17.08.2018 - 09:06 Uhr
FlossenbürgOberpfalz

Angriff auf Feuerwehrleute

Die Feuerwehrmänner löschen erst ein Feuer im Flossenbürger Wald. Dann müssen sie sich selbst retten: Ein Motorradfahrer missachtet ein Sperre und hält genau auf sie zu.

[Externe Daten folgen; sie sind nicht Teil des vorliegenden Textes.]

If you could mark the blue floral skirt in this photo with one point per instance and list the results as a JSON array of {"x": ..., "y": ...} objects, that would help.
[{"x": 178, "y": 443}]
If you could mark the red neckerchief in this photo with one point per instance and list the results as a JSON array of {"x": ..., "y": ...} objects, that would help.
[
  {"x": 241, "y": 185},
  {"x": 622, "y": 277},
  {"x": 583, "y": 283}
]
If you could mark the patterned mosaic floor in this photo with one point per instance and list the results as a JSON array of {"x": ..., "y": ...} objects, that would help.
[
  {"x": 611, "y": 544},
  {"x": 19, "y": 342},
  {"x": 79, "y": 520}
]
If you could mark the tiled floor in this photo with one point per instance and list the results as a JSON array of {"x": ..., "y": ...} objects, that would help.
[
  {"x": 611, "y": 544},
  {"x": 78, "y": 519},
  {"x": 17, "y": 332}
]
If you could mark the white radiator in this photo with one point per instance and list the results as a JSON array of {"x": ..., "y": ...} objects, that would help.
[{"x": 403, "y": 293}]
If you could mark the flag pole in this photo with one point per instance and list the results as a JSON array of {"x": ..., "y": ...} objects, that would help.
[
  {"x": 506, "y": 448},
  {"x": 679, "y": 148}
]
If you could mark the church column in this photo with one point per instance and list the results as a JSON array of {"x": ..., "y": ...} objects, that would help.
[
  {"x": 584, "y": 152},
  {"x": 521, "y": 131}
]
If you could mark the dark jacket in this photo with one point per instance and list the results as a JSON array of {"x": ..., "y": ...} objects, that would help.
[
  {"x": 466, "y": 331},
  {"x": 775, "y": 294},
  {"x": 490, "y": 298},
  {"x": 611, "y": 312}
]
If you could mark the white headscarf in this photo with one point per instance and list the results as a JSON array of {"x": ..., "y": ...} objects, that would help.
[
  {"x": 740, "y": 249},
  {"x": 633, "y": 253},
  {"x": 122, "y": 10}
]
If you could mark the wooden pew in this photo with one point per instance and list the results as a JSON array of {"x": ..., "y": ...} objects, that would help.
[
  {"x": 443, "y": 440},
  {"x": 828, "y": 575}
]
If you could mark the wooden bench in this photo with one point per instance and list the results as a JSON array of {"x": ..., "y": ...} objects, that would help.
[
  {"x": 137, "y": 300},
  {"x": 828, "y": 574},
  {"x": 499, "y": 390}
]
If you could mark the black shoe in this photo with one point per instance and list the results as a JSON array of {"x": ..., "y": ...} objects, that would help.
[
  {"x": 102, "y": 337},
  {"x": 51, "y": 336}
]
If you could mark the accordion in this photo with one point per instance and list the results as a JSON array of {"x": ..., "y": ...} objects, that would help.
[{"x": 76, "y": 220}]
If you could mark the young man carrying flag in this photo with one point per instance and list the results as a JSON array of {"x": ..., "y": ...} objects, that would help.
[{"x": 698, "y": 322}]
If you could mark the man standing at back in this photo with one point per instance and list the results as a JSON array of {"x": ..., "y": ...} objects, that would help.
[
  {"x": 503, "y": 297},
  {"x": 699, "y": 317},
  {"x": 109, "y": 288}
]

Nur die Felsen sind noch heil. Ansonsten ist die Böschung auf einer Länge von rund 100 Metern nach dem Brand kohlrabenschwarz.
von Bernhard NeumannProfil

Das ging gerade noch einmal gut. Und das trifft nicht nur auf den Brand zu, der Feuerwehren aus Flossenbürg, Floß und Hohenthan auf den Plan rief. In letzter Minute verhinderten sie einen ausgedehnten Waldbrand - und sahen sich dabei dem "Angriff" eines Motorradfahrers ausgesetzt.

Wie die Polizei berichtet, hatte ein 39-jähriger Autofahrer aus Flossenbürg gegen 17.30 Uhr Flammen neben der Staatsstraße zur Silberhütte bemerkt und telefonisch Alarm geschlagen. Etwa einen halben Meter unterhalb der Hütte brannte die Böschung auf einer Länge von rund 100 Metern. Das Übergreifen auf den Hochwald konnten die 30 Aktiven gerade noch abwenden. Mit Wasser und Schaum gingen die Helfer gegen die verbliebenen Glutnester vor. Kreisbrandrat Marco Saller und Kreisbrandinspektor Martin List zeigten sich beeindruckt, das aus Griesbach angerückte Rote Kreuz musste nicht eingreifen.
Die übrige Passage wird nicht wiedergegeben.